I read the first book when the Goblet of Fire had just come out. I wonder if the thrill of waiting for the next book with the rest of the world added to my appreciation of the books.
My girlfriend still re-reads them, but I haven't picked up a HP in a long time.
I blew through all of them in the Summer of 2007, because I figured with the last book out, I may as well have knowledge of what everyone was talking about.
What I like best about the series is the way a lot of the characters grow. There are a few in mind, but I'm not sure how spoiler-y I'm allowed to get in here, so I'll save it for now.
I love me some HP. I don't think the movies are very good but it's wonderful how the casting director got so many of the characters (the Weasleys, Dudley, Hagrid) exactly as I'd pictured them.
Having a kid roughly the same age as Harry, as the books progressed, I have read all of them and at a certain point started showing up at midnight to get the new copies. Once, even, without daughter in tow.
Initially I had ignored the series as juvenile, marking off the hype as excitement around an easy-to-read series that was fluffy fun. A few months after The Half-Blood Prince came out and everyone else had read it, I read the complete series to date and tried to find any information on the unreleased final book. I was unemployed, so I had time to read through a lot of fan sites, delving into theories and wild guesses based on the smallest fragments. My then-girlfriend (now-wife) came home after work to find me in my bathrobe, looking a bit out of it. I hadn't done any house work, and she was not impressed at the "research" I had done.

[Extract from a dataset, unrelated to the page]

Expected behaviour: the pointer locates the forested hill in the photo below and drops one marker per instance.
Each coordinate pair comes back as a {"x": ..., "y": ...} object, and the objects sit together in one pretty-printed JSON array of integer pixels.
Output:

We got the Lego Harry Potter game for the Wii, and it's a lot of fun. It follows the movies instead of the books, and it's an abbreviation beyond that as the other Lego games are, but it's a lot of fun so far. The co-op mode can be dizzying at first, but we've gotten used to it. No more pulling your team-mate off the edge if you plunge ahead. MUCH better than the the other Harry Potter Wii game I played, because you don't have to wave the wiimote like a wand. Great idea, awkward in execution.
I got the first book by accident . . . I was picking up my online orders at the library, and found the book among the one I'd requested. I loved it. I enjoy the movies too, but the books are better throughout. I cannot imagine a movie version that will come close to the satisfaction of the way Deathly Hallows tied up the entire story, with a bow yet.
I am envious that you get to enjoy these books for the first time. They are truly imaginative, and their increasing darkness as the children mature is very satisfying.
In my humble opinion they start out better than they end up. She really, really needed an editor with guts towards the end. I didn't much care for how it ended, but that's subjective of course, and I seem to be in the minority.
I read the whole series one after the other over about a month and really enjoyed them all. I think the enjoyment was partly the knowledge that there was so much or to come - I'm a great fan of the epic novel and, as a fairly fast reader, often find myself disappointed that a book finishes just as I'm getting settled into it. With this series, I could relax in the knowledge that it was OK to invest myself in the story without worrying that it was all going to end too soon.
I caught one of the movies on TV and found it entertaining enough to make me dig out the book. I'll read the rest at some point, maybe wait for winter when I am constantly looking for stuff to do though.
I had just moved to Seattle and saw all these adults reading either the second or third book and decided I'd finally chump in and see what all the fuss was about. I loved the books that were out and waited with bated breath for each one to be released. The movies aren't quite as good as the books, but I find them really enjoyable as well.
Like gaspode said - not all books (or movies!) have to be great literature. There's nothing wrong with enjoying a book (or movie!) just because*.
*Which is how I explain my liking of the Twilight series. Shut up.